When I lived in Calgary, Wen and I went out to Head Smashed In Buffalo Jump to see Western Canada’s glorious UNESCO World Heritage Site. Natives dressed as wolves used to lure bison to their death by cunningly running them over a cliff. The beasts had bad eyesight and by the time the rear of a herd realized what was going on, they had already pushed the front of the herd over the cliff.
I was anticipating a huge 500 foot cliff with a pile of bleached bones at the bottom; the reality was a lot more banal: a slight grassy escarpment.
When your human history consists of primarily nomadic societies, your cultural relics are few and far between.
Nothing could be more different with India’s World Heritage monuments. In Ellora, the ur-Indians spent about 500 years carving one of their escarpments into a series of over 30 competing Jain, Buddhist and Hindu caves.
Giant buddhas have been hewn out of rock:
Life-size elephants stand guard at a Jain cave…
…while the Hindus went wild and spent up to 150 years carving the ultimate cave in a tribute to Shiva and his mountain abode of Mt. Kailasa:
The entire cave used to be plastered and painted. And, yes, those are parrots on the right; as if that wasn’t enough, there are also monkeys.
What is mind-blowing about all of these, is that they are carved from a single face of rock, from the top down.

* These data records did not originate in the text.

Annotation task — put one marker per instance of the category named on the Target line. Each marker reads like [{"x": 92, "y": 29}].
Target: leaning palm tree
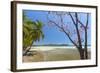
[{"x": 32, "y": 32}]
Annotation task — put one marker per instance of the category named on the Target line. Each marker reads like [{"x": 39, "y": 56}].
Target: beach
[{"x": 53, "y": 53}]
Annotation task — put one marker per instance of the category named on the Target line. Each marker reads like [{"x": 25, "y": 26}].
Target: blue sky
[{"x": 52, "y": 33}]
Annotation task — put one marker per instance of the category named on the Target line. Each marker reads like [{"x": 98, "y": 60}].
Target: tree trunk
[
  {"x": 81, "y": 52},
  {"x": 27, "y": 50},
  {"x": 86, "y": 50}
]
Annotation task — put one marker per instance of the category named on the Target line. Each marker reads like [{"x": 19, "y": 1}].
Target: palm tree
[{"x": 32, "y": 32}]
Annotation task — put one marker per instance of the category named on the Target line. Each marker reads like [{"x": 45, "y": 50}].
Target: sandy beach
[{"x": 52, "y": 54}]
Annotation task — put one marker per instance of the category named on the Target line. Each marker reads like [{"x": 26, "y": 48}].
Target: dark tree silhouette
[{"x": 75, "y": 34}]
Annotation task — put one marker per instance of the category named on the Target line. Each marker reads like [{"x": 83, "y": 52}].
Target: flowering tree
[{"x": 75, "y": 30}]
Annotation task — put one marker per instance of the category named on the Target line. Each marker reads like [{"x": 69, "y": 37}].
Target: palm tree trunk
[{"x": 27, "y": 50}]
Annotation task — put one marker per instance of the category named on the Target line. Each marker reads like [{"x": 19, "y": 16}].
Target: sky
[{"x": 52, "y": 35}]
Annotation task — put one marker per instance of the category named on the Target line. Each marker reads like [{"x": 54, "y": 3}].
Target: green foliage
[{"x": 32, "y": 31}]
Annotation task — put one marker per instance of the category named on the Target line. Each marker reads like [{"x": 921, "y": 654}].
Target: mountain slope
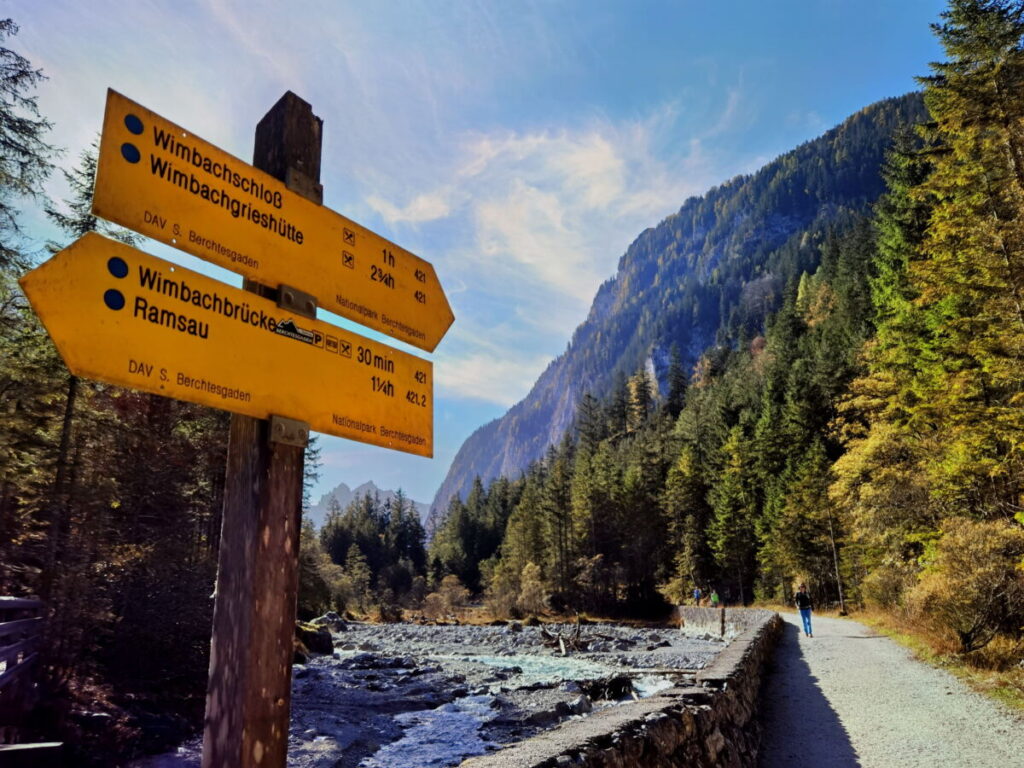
[
  {"x": 345, "y": 496},
  {"x": 705, "y": 274}
]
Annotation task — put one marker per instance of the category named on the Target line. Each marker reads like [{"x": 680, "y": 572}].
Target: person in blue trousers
[{"x": 803, "y": 600}]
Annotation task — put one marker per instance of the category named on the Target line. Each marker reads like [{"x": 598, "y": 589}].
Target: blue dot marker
[
  {"x": 133, "y": 124},
  {"x": 130, "y": 153},
  {"x": 117, "y": 266},
  {"x": 114, "y": 299}
]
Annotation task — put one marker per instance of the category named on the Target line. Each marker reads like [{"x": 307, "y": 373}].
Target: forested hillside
[
  {"x": 856, "y": 422},
  {"x": 708, "y": 273}
]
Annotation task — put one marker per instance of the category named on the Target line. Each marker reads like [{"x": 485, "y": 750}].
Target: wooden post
[{"x": 249, "y": 694}]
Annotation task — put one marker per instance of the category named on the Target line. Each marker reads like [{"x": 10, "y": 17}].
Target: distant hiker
[{"x": 804, "y": 604}]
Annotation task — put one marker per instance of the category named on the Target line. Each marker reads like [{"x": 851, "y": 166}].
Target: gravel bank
[
  {"x": 850, "y": 697},
  {"x": 409, "y": 695}
]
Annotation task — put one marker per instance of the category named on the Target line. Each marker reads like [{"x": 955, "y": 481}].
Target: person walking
[{"x": 804, "y": 604}]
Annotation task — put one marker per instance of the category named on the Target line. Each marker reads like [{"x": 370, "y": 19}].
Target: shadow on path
[{"x": 800, "y": 727}]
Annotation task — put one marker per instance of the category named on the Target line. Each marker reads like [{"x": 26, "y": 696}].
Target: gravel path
[{"x": 850, "y": 697}]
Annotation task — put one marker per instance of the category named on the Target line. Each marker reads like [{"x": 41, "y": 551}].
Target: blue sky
[{"x": 519, "y": 146}]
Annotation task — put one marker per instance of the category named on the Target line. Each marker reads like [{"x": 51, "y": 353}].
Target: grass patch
[{"x": 994, "y": 671}]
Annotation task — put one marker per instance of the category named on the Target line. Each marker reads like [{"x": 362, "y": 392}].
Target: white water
[
  {"x": 545, "y": 669},
  {"x": 436, "y": 737}
]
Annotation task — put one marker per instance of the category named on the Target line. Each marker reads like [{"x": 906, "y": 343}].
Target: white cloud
[
  {"x": 534, "y": 221},
  {"x": 426, "y": 207},
  {"x": 485, "y": 377}
]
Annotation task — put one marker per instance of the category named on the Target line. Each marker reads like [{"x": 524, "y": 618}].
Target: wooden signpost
[
  {"x": 127, "y": 317},
  {"x": 167, "y": 183}
]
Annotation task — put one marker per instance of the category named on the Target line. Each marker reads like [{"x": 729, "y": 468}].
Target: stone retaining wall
[
  {"x": 719, "y": 622},
  {"x": 711, "y": 724}
]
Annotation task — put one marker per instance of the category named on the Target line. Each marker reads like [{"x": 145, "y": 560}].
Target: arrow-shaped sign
[
  {"x": 127, "y": 317},
  {"x": 167, "y": 183}
]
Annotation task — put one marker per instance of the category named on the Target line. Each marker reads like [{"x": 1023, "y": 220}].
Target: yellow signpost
[
  {"x": 130, "y": 318},
  {"x": 161, "y": 180}
]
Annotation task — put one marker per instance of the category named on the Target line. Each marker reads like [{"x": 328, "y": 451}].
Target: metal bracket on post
[
  {"x": 297, "y": 301},
  {"x": 300, "y": 182},
  {"x": 289, "y": 431}
]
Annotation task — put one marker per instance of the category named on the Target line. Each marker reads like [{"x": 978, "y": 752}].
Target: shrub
[
  {"x": 530, "y": 589},
  {"x": 453, "y": 593},
  {"x": 886, "y": 586},
  {"x": 972, "y": 585},
  {"x": 433, "y": 606}
]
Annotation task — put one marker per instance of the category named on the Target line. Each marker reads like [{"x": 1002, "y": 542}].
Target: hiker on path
[{"x": 803, "y": 600}]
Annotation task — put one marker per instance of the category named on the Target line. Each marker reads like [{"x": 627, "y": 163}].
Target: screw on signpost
[{"x": 249, "y": 695}]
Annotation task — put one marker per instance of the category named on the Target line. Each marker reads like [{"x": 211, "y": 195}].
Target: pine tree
[{"x": 25, "y": 155}]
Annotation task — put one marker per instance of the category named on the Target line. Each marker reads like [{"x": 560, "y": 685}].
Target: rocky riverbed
[{"x": 407, "y": 695}]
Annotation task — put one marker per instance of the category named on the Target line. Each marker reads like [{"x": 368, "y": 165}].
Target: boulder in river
[
  {"x": 332, "y": 621},
  {"x": 316, "y": 639}
]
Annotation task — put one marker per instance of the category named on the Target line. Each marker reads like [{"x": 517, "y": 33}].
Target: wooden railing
[{"x": 20, "y": 626}]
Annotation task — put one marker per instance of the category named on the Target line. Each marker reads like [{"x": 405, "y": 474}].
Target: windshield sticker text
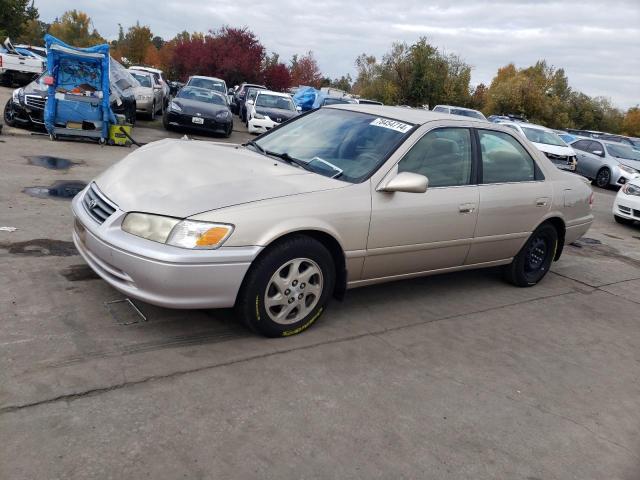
[{"x": 391, "y": 124}]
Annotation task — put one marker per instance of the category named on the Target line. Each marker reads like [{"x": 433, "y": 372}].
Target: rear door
[{"x": 514, "y": 197}]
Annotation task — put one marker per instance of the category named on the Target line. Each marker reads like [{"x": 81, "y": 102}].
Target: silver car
[
  {"x": 342, "y": 197},
  {"x": 606, "y": 163}
]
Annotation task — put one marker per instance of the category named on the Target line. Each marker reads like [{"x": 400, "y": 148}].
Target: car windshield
[
  {"x": 542, "y": 136},
  {"x": 201, "y": 95},
  {"x": 467, "y": 113},
  {"x": 337, "y": 143},
  {"x": 622, "y": 151},
  {"x": 208, "y": 83},
  {"x": 144, "y": 80},
  {"x": 274, "y": 101}
]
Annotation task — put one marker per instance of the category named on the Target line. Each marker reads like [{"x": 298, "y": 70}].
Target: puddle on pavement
[
  {"x": 41, "y": 247},
  {"x": 52, "y": 163},
  {"x": 78, "y": 273},
  {"x": 60, "y": 189}
]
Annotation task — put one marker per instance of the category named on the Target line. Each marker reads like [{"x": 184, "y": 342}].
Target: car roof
[{"x": 416, "y": 116}]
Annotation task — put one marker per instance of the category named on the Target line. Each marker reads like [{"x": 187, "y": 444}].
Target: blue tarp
[{"x": 77, "y": 70}]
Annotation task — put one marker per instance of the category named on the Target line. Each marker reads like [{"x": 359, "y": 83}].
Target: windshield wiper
[
  {"x": 255, "y": 145},
  {"x": 290, "y": 160}
]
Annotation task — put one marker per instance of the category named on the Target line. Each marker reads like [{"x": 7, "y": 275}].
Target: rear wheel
[
  {"x": 534, "y": 259},
  {"x": 622, "y": 220},
  {"x": 287, "y": 288},
  {"x": 603, "y": 178}
]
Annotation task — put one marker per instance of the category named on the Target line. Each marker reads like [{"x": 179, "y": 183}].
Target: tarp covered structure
[{"x": 79, "y": 93}]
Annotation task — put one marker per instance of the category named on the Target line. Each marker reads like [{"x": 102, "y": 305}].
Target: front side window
[
  {"x": 346, "y": 145},
  {"x": 504, "y": 159},
  {"x": 443, "y": 156}
]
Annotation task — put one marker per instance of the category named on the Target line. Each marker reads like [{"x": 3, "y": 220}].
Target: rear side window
[
  {"x": 505, "y": 160},
  {"x": 443, "y": 156}
]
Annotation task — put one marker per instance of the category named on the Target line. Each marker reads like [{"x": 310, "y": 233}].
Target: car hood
[
  {"x": 555, "y": 149},
  {"x": 275, "y": 113},
  {"x": 181, "y": 178},
  {"x": 194, "y": 107}
]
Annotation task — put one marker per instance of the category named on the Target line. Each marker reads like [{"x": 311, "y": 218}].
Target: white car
[
  {"x": 268, "y": 110},
  {"x": 548, "y": 142},
  {"x": 626, "y": 207}
]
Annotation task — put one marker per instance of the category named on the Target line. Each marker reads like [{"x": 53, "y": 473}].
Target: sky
[{"x": 596, "y": 42}]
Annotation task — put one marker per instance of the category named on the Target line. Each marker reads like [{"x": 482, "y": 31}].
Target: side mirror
[{"x": 408, "y": 182}]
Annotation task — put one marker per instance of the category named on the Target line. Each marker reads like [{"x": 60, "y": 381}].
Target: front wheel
[
  {"x": 603, "y": 178},
  {"x": 534, "y": 259},
  {"x": 287, "y": 288}
]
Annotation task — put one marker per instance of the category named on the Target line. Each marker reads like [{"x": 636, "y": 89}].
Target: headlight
[
  {"x": 179, "y": 233},
  {"x": 624, "y": 168},
  {"x": 151, "y": 227},
  {"x": 631, "y": 189}
]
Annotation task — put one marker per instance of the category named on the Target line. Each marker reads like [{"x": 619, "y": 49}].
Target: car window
[
  {"x": 504, "y": 159},
  {"x": 595, "y": 147},
  {"x": 346, "y": 145},
  {"x": 443, "y": 156},
  {"x": 581, "y": 145}
]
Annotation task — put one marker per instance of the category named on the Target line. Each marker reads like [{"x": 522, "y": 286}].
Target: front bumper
[
  {"x": 627, "y": 206},
  {"x": 261, "y": 125},
  {"x": 156, "y": 273},
  {"x": 182, "y": 120}
]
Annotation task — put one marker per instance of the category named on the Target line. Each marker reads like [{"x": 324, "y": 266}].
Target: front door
[{"x": 419, "y": 232}]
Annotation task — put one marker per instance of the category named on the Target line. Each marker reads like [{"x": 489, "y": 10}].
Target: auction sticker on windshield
[{"x": 391, "y": 124}]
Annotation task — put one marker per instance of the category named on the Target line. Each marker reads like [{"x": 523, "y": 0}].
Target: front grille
[
  {"x": 97, "y": 205},
  {"x": 35, "y": 101}
]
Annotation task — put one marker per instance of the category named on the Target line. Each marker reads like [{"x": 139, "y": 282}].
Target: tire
[
  {"x": 603, "y": 178},
  {"x": 9, "y": 114},
  {"x": 534, "y": 259},
  {"x": 622, "y": 220},
  {"x": 287, "y": 288}
]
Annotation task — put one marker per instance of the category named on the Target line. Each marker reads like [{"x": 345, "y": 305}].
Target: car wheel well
[
  {"x": 334, "y": 248},
  {"x": 561, "y": 228}
]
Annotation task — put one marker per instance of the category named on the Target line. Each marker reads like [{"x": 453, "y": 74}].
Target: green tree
[{"x": 76, "y": 28}]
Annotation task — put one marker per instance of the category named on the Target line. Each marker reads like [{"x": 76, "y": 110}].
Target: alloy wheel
[{"x": 293, "y": 291}]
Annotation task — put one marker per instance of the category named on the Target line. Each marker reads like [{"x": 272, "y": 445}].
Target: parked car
[
  {"x": 18, "y": 67},
  {"x": 239, "y": 94},
  {"x": 606, "y": 163},
  {"x": 268, "y": 110},
  {"x": 149, "y": 95},
  {"x": 166, "y": 90},
  {"x": 626, "y": 206},
  {"x": 548, "y": 142},
  {"x": 211, "y": 83},
  {"x": 341, "y": 197},
  {"x": 467, "y": 112},
  {"x": 25, "y": 108},
  {"x": 199, "y": 109}
]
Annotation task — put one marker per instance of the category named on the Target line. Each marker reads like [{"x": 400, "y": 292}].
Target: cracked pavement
[{"x": 450, "y": 377}]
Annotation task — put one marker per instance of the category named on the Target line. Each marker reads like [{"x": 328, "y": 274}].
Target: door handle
[{"x": 466, "y": 208}]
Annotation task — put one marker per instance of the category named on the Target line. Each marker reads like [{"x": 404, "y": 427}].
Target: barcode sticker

You have to keep pinching yourself to remind yourself of what an undertaking this must have been.
Oh yeah, and as it that wasn’t enough, there’s another site nearby (Ajanta) where there are another 30 buddhist caves that date back to 200 BC or so. Besides massive buddhas and stupas, they also include several paintings that are still intact over 1500 years later (and well lit; all these photos were taken without a flash):
Again, all carved from the top on down…
As with elsewhere in India, the food here has been delicious. I have a new favourite dish in vegetable kofta (ironically, ‘kofta’ means spiced meatball). The photo below comes from Prashant in Aurangabad; the kofta is in the upper left:
If you go to Mandu, be sure to try the kofta at Shivani (which shouldn’t be hard, as it’s one of three restaurants in the town).
We’re slowly learning different Hindi words. One of the most versatile words in ghat. It has three meanings and in one day you can actually experience all of them. A ghat can be a chain of mountains as well as the road you take through that mountain. And then, at your destination, you may find a temple with stairs that lead into a river. Yup, those stairs are also known as ghats.
For some reason, cheesy songs keep following us around Southeast Asia and India. We are being stalked by The Carpenters’ “Every little shalala” and Craig David’s “Seven Days”. I don’t know what I’ve done to deserve this but please Buddha/Krishna/Adinth, make it stop!